At COP26, climate watchers had hoped Chinese President Xi Jinping would set a firm date when he reiterated the country’s pledge to reduce carbon emissions by 2030, but they were disappointed. The earliest China observers can expect a date on peaking emissions is 2026, when the government is set to release its next Five Year Plan on the direction of the economy.
“The Chinese leadership does seem very committed to decarbonization, but they’re also committed to doing it on China’s timeline,” Mazzocco said.
In the U.S., there isn’t a carbon emissions limit. Instead, federal agencies are slowly tackling the coal industry. The Environmental Protection Agency last month delivered a deadline to comply with new rules that would require generators to retrofit their facilities to clean their wastewater of toxic heavy metals by 2025. However, there’s a provision to allow power plants to remain online without retrofits, prolonging operations, until they are forced to shut down in 2028 for non-compliance.
Evidence of a quicker pulse in the coal industry might even rekindle investor interest, which could result in increased production, at least on the margins.
Tyler Mordy, chief executive at Forstrong Global Asset Management Inc. in Toronto, has exposure to coal through mixed-energy exchange-traded funds. He recognizes that coal is “a left-for-dead asset class,” but sees opportunity in fossil fuels overall.

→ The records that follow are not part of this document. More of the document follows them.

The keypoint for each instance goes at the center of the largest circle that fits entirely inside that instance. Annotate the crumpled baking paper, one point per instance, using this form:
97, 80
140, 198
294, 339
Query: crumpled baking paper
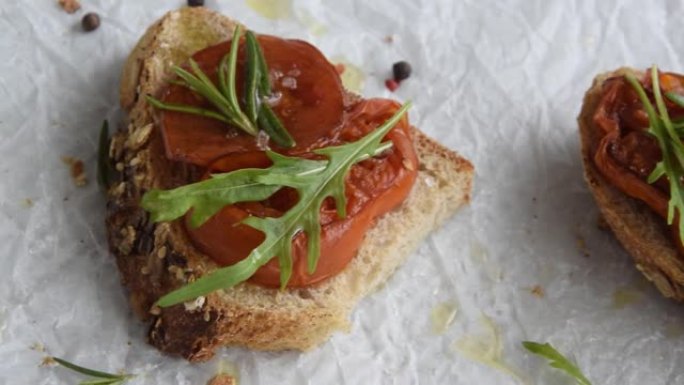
499, 81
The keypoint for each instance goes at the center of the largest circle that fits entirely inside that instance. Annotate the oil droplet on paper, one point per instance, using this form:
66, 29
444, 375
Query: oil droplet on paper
674, 330
480, 256
272, 9
227, 374
353, 77
314, 26
487, 349
442, 316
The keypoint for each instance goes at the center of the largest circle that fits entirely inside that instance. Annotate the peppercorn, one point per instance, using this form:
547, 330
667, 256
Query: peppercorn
391, 84
90, 21
401, 70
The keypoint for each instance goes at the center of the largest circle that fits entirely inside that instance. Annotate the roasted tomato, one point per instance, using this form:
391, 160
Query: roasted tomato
311, 107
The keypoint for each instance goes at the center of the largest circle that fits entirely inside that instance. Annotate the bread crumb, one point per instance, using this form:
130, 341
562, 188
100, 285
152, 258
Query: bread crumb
161, 253
408, 164
69, 6
601, 223
625, 296
77, 170
48, 361
222, 379
537, 291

The pandemic helped make Mordy’s bet on coal a profitable one. Another unpredictable crisis, such as further waves of COVID-19 infections or more natural disasters, could force countries back into old, dirty habits.
“As long as coal production remains a big component of power generation and the ability to find a dispatchable source of electricity, I think the possibility of this happening in the future remains,” Blumenfeld said.